Exército de Irmãs
Um organismo é uma ditadura. Cada célula vive apenas para o bem da comunidade e qualquer pensamento de individualidade é punível com a morte. Abraçadas entre si, formam canais gigantes de abastecimento de nutrientes e ar ou de excreção. Tocam-se levemente para criar uma rede que propaga as ideologias à velocidade da luz, recompensando os comprometidos e decapitando os revoltosos e os desnecessários. O braço da lei é musculado e intransigente, defendendo a comunidade dos invasores e perseguindo os egoístas.
Longe estão os dias em que olhavam apenas por si, nadando sozinhas em poças peganhentas, ora fugindo de repelentes, ora correndo para atraentes. Não foi assim há tanto tempo que experimentaram viver em comunidade, abdicando da sua polivalência e abraçando a especialização em nome da sobrevivência. Ainda hoje podemos ver estas tentativas mais ou menos bem sucedidas.

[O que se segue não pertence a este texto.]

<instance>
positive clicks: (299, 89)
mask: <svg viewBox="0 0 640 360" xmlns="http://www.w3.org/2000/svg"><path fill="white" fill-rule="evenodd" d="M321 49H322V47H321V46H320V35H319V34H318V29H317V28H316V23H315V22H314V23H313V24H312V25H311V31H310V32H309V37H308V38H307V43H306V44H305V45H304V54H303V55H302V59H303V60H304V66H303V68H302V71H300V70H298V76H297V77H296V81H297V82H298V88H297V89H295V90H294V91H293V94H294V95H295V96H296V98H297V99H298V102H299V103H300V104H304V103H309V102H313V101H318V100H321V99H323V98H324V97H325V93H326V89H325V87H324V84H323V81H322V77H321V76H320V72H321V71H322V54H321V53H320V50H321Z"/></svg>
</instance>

A célula do organismo morre orgulhosamente na sua função, vítima do próprio ácido que segrega. Morre sabendo que um exército de irmãs a seguirá cegamente. A célula do organismo cresce quando lhe é dito, segrega quando lhe é ordenado e sacrifica-se quando lhe é exigido. Nada há para além da sua função.
Os polícias de uniforme branco reagem também mecanicamente e sem medo, seleccionado os melhores soldados para fazer cumprir a lei. Defendem o organismo daqueles que ainda vivem sob o regime relaxado do individualismo e cujo sucesso implica a destruição do que lhes rodeia.
Os livres-pensadores são tratados como inimigos. Quando uma célula ignora a informação que a une ao sistema e decide viver em função de si própria é prontamente iniciada uma guerra. O império vence quase sempre, mas casos há em que um livre-pensador destrói o império.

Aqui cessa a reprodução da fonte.